The recovery point objective (RPO) is no more than 15 minutes. This means that potential loss of data is limited to a
maximum of 15 minutes worth of data updates.
In order to create historical recovery points, snapshot backups can be created and retained. Up to 15 backups are
retained.
You can display information about available database backups in the SAP HANA cockpit.
Recovery of the SAP HANA Cloud Database is the responsibility of the SAP HANA Cloud Administrator.
Monitoring critical security settings - SAP provide recommendations for security settings such as password lifetime of
users, how system privileges should be distributed, setting the database activity trace level. The security administrator
should review and check these.
Data encryption - SAP HANA Cloud database uses a number of encryption services to protect data and logs. Although
SAP takes care of encryption, the security administrator should check the status of encryption using the SAP HANA
Cockpit.
Auditing activities - monitor and record selected actions performed in the SAP HANA database, providing visibility on
who did what in the database (or tried to do what) and when. Examples include, changes to user authorization, creation
or deletion of database objects, authentication of users, changes to system configuration, access to or changes to
sensitive information.
Manage certificates and keys required for trust validation -SAP HANA Cloud supports multiple authentication
methods and these often use keys and certificates.
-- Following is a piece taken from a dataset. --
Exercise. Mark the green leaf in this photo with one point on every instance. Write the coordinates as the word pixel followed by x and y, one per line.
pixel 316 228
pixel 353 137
Monitor data anonymization -SAP HANA Cloud database provides anonymization services to ensure the privacy of
data. This is implemented by creating SQL views that include a anonymization settings. The security administrator runs
reports that identify which views are anonymized (and which ones are not) and various KPIs that provide insight into
how data is being secured.
Watch this video to learn about managing users, roles and permissions.
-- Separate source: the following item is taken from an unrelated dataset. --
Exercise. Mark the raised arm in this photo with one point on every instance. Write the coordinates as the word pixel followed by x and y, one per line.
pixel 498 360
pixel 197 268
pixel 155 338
In the SAP HANA Cloud, SAP HANA database, there is no single "user administrator" user, that is a user with the system privilege
USER ADMIN. This is because the user SYSTEM in SAP HANA database instances is reserved for use by SAP. The default
administration user in SAP HANA database instances is DBADMIN. As the administrator of the default user group, DBADMIN
can be used to set up other administration users and delegate administration tasks.